In a third aspect, the invention provides a body having a disk-shaped annular upper body portion and a lower body portion, at least one resilient elongated arm terminating in a distal expansion element attached to a side of the body, and a diaphragm. A diaphragm holder comprising at least one arm and a diaphragm fitted in the lower main body so as to extend downward in parallel therewith. The diaphragm is made of a single piece of cylindrical elastic material. The upper part of the diaphragm is designed to form a flange that rests on an annular horizontal ledge formed around the inside of the bottom of the body when the middle part of the diaphragm slides over the open center of the bottom of the bottom. It has a larger diameter than the middle part. The bottom of the diaphragm has a diameter that matches that of the diaphragm of the fluid transfer component. The diaphragm comprises a cavity created in its middle part into which an insert is inserted which comprises at least one hole which functions as a seat for the needle valve.

  In the diaphragm holder of the third aspect, the diaphragm presses the upper portion of the body against the lower portion of the body when the flange of the diaphragm is placed on an annular horizontal ledge formed on the inner periphery of the bottom of the body. It is held on the body by holding the upper and lower parts of the body permanently with the diaphragm held in between. The upper and lower portions of the body can be permanently retained by one of press fitting, gluing, snap fitting, ultrasonic forming, and laser or ultrasonic welding with the diaphragm retained therebetween.

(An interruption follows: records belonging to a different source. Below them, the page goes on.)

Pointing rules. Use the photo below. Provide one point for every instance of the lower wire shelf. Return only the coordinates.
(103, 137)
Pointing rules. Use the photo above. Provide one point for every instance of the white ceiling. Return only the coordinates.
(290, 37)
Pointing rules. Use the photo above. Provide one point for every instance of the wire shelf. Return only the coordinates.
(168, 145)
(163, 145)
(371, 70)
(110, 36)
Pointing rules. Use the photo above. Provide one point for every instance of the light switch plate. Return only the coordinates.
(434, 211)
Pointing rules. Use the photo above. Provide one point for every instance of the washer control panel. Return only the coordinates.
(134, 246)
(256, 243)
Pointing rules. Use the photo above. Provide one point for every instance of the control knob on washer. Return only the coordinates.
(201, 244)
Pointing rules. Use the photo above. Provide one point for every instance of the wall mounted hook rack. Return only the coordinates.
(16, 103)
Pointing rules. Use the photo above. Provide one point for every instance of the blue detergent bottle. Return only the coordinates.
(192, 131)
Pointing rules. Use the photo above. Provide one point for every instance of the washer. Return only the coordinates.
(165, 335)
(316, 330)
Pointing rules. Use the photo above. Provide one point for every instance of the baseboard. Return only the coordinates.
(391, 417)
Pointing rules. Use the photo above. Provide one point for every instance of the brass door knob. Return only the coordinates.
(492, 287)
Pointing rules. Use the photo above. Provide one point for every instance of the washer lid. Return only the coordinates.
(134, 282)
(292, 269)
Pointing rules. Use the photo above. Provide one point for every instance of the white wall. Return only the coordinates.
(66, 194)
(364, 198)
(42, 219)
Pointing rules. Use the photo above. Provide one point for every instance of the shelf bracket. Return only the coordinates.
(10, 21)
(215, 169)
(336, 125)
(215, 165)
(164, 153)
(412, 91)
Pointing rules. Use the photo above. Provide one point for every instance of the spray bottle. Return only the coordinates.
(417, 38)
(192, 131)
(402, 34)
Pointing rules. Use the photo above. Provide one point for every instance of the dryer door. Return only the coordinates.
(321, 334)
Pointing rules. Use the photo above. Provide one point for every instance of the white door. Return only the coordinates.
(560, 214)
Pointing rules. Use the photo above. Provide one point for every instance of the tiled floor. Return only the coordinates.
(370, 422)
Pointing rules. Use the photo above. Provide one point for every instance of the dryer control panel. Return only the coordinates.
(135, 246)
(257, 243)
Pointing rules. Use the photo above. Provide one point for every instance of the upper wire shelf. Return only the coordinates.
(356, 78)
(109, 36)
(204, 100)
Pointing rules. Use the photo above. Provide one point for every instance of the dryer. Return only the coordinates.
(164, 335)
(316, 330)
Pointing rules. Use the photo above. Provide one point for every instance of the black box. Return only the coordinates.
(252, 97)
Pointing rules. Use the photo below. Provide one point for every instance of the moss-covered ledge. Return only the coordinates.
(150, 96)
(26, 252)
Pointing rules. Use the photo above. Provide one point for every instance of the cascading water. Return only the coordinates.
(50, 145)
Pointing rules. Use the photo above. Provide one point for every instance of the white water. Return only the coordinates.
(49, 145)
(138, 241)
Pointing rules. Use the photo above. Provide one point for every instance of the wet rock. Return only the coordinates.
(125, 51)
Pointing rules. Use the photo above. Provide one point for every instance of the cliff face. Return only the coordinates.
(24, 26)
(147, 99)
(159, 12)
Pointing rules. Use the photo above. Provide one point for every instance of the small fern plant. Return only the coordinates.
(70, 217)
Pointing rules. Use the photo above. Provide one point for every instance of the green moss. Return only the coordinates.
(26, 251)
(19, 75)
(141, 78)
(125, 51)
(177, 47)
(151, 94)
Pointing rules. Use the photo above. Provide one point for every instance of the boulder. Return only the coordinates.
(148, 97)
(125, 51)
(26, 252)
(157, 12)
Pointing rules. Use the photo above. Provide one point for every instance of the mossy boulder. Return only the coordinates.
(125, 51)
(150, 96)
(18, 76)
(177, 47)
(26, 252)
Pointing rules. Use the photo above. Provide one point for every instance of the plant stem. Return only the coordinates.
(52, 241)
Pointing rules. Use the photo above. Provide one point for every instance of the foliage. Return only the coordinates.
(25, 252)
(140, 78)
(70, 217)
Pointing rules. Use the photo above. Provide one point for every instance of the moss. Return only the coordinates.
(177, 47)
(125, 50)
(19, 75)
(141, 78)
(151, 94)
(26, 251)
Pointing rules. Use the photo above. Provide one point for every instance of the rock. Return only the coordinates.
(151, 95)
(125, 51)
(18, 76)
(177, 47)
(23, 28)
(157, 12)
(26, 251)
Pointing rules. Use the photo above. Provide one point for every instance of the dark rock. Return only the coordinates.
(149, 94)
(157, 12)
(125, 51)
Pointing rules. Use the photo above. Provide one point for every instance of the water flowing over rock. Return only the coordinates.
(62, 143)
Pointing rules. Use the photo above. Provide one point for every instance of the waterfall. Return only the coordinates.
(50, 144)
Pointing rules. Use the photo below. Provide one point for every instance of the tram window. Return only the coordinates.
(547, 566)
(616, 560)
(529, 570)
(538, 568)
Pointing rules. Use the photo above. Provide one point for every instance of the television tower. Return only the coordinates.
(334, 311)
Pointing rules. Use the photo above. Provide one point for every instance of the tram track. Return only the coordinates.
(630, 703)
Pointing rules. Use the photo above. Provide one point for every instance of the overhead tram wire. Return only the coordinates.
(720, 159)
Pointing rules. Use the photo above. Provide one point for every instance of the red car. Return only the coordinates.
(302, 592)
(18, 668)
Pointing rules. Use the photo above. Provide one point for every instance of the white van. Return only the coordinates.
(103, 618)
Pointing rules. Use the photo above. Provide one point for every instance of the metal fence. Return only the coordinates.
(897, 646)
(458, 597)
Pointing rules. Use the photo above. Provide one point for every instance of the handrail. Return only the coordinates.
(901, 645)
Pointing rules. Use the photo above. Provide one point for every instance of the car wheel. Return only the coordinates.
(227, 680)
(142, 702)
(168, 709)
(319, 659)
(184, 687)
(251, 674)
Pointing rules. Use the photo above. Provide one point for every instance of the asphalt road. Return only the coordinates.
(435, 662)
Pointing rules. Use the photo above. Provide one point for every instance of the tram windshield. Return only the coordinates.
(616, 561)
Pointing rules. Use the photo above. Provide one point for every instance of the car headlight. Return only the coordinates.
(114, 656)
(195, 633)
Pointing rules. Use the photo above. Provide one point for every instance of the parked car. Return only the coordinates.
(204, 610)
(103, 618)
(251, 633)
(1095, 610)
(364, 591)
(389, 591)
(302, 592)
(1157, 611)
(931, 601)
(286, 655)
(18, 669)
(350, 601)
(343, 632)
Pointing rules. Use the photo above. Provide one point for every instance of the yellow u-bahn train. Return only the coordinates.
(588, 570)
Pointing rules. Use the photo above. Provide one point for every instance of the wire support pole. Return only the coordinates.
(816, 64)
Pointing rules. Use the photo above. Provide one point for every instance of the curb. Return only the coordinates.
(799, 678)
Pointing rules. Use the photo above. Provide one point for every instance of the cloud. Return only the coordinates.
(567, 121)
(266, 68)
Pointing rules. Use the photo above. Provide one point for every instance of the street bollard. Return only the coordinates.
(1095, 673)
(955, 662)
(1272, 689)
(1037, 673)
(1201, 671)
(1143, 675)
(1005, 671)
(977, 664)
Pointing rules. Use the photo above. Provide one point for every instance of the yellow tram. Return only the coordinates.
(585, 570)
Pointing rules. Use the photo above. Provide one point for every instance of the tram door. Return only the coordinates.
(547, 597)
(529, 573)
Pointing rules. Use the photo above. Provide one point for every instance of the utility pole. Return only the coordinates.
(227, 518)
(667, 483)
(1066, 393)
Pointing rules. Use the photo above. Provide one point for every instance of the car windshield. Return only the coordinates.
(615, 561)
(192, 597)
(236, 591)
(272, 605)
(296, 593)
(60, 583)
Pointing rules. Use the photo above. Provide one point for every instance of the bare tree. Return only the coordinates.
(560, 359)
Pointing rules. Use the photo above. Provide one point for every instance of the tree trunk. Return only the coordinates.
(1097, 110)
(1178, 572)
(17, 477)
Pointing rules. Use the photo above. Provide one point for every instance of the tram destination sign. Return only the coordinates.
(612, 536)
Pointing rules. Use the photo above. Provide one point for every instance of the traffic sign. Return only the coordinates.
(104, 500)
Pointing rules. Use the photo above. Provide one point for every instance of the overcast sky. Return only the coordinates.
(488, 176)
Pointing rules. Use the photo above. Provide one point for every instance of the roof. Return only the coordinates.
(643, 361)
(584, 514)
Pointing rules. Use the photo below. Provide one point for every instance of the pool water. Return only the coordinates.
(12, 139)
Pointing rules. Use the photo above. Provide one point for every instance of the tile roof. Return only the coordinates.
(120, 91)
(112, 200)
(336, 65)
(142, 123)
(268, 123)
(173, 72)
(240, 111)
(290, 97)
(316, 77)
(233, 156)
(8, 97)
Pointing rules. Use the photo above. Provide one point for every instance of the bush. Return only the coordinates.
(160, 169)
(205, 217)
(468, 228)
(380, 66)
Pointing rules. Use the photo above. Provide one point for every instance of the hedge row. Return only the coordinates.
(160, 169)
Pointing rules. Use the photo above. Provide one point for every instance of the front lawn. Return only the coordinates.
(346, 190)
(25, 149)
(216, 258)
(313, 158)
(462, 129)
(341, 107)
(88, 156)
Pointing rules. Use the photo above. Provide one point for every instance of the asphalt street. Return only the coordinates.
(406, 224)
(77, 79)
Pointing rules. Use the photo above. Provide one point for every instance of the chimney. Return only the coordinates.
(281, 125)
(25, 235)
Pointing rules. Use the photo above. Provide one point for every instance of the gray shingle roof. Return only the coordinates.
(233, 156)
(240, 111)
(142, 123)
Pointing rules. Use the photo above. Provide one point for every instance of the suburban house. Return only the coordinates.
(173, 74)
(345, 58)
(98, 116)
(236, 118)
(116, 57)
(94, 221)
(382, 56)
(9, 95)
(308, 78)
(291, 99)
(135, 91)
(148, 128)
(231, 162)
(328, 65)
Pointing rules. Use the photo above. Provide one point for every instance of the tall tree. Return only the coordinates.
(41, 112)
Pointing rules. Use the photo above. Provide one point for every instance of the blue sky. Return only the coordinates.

  In the diaphragm holder of the third aspect, the insert can be made of either an elastic material or a rigid material.

  In a fourth aspect, the invention is a syringe connector portion for a liquid transfer device. The syringe connector portion comprises a cylindrical body configured to attach to a syringe. The body allows fluid communication between the outside and the hollow interior of the needle at the lower end of the needle adjacent to the shoulder of its distal end and the sharpened distal tip fixedly attached to the upper end of the body of the connector portion. And at least one hollow needle having at least one port, and a diaphragm holder according to the third aspect of the present invention located within the cylindrical body of the connector portion. When the syringe connector portion is not coupled to another element of the liquid transfer system, the distal expansion element of at least one arm of the diaphragm holder engages a shoulder on the distal end of the body of the syringe connector and The distal ends of the two needles are inserted into at least one hole in the septum insert of the septum holder.

  When the syringe connector of the fourth aspect of the invention does not couple to another element of the liquid transfer system, the side of the at least one hole of the septum insert pushes against the axis of at least one needle to lower the lower end of the needle. A port to prevent fluid from entering and exiting the interior of the needle, and the tip of at least one needle is separated from the outside by the septum of the septum holder.

  An embodiment of the syringe connector portion of the fourth aspect of the present invention for use in a closed system comprises two needles, and the septum insert comprises two holes that function as seats for needle valves.

  In a fifth aspect, the present invention provides a disk-shaped annular body having a cylindrical lower portion protruding downward, a cavity formed in the lower portion of the body, and at least one forming a seat of a needle valve fitted into the cavity. A septum holder comprising an insert with a hole, at least one resilient elongated arm attached to the side of the body and projecting downwardly and terminating in a distal expansion element, and a septum. The diaphragm is made of a single piece of cylindrical elastic material. The upper portion of the diaphragm has a hollow interior forming a cylindrical recess having an inner diameter not greater than the outer diameter of the cylindrical portion of the bottom of the body of the diaphragm holder, and the lowest portion of the diaphragm is the diaphragm of the fluid transfer component. It has a diameter that matches that of. The diaphragm is configured to be pushed through the bottom of the body of the diaphragm holder until the solid portion of the diaphragm below the recess abuts the bottom of at least one hole in the insert.

  In an embodiment of the diaphragm holder of the fifth aspect of the present invention, the diaphragm is fixedly retained in the body of the diaphragm holder by one of gluing, ultrasonic forming and laser or ultrasonic welding, and the elastic material of the diaphragm is , It may be strong enough to grip the side of the cylindrical part at the bottom of the diaphragm holder body to hold the diaphragm in place, the cylindrical part at the bottom of the diaphragm holder body is made on its outer surface The septum can have threads or teeth, or an equivalent structure, and the septum can have a structure similar to the inner diameter of its hollow interior, such that the two structures join when the septum is pushed through the bottom of the body. ..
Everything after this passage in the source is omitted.